Das neoliberale System ist pervers. Es macht die Armen immer ärmer und die Reichen noch reicher. Gleichheit existiert in unserem Land nicht. Wir brauchen eine neue Verfassung!"

Camila, 21, Kunststudentin

Eine Demonstrantin in Chile
"Die Oase Lateinamerikas" – Camilas Banner spielt auf ein Zitat des Präsidenten an, mit dem dieser noch kurz vor Ausbruch der Unruhen sein Land beschrieben hatte

"Als Frau, die sich bisher mit keiner sexuellen Orientierung identifizieren kann, fühle ich mich von der Gesellschaft ins Abseits geschoben. Ich habe fast mein ganzes Leben Diskriminierung und verschiedene Arten von Gewalt erlebt. Die herrschende Klasse versucht, alles zu verdecken.

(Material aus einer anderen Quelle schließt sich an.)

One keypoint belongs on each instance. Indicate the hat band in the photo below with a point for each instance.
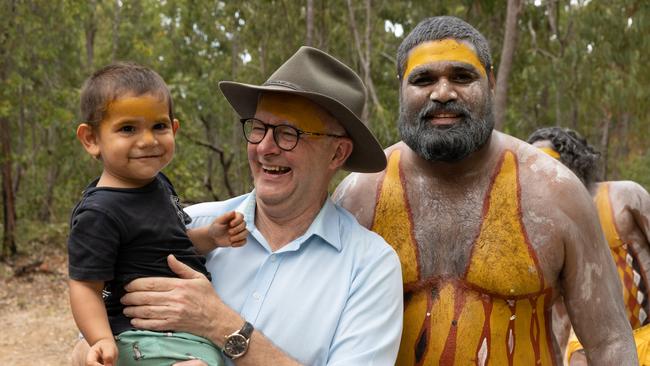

Frauen sind längst nicht die einzigen Opfer.

Meine heutige Performance macht sichtbar, was während der Ausgangssperre auf einer Polizeiwache geschah: Festgenommene Demonstranten wurden dort 'gekreuzigt' (Die Staatsanwaltschaft untersucht den Vorfall, bei dem laut des Nationalen Instituts für Menschenrechte vier Personen mit ihren Handschellen an einer Antenne aufgehängt wurden, Anm. der Red.). Es reicht! Wir lassen uns nicht mehr so behandeln! Wir brauchen einen sozialen Wandel, und jeder Einzelne muss bei sich selbst anfangen."

Claudia, 29, angehende Juristin

Claudia
"TPP11? Dann lutsch ihn doch!!!" – Claudia demonstriert auch gegen Chiles Unterzeichnung des Handelsabkommens TPP

"Seitdem die Schülerinnen und Schüler aus Protest gegen die Fahrpreiserhöhung der Metro kollektiv schwarzgefahren sind, bin ich bei den Protesten dabei. Wir Chilenen und Chileninnen sind aus unserem Schlaf erwacht, merken endlich, dass das Volk viel mehr Macht hat als der Staat.

Was wir gerade auf Chiles Straßen sehen, nennt man Demokratie. Die Menschen drücken aus, was ihnen nicht gefällt. Unsere Gesetze fördern offensichtlich soziale Ungerechtigkeit. Mitten während der Proteste hat die Regierung die TPP (die Transpazifische Partnerschaft) abgesegnet. Jetzt wird sogar unser Umweltschutz durch internationale Firmen privatisiert."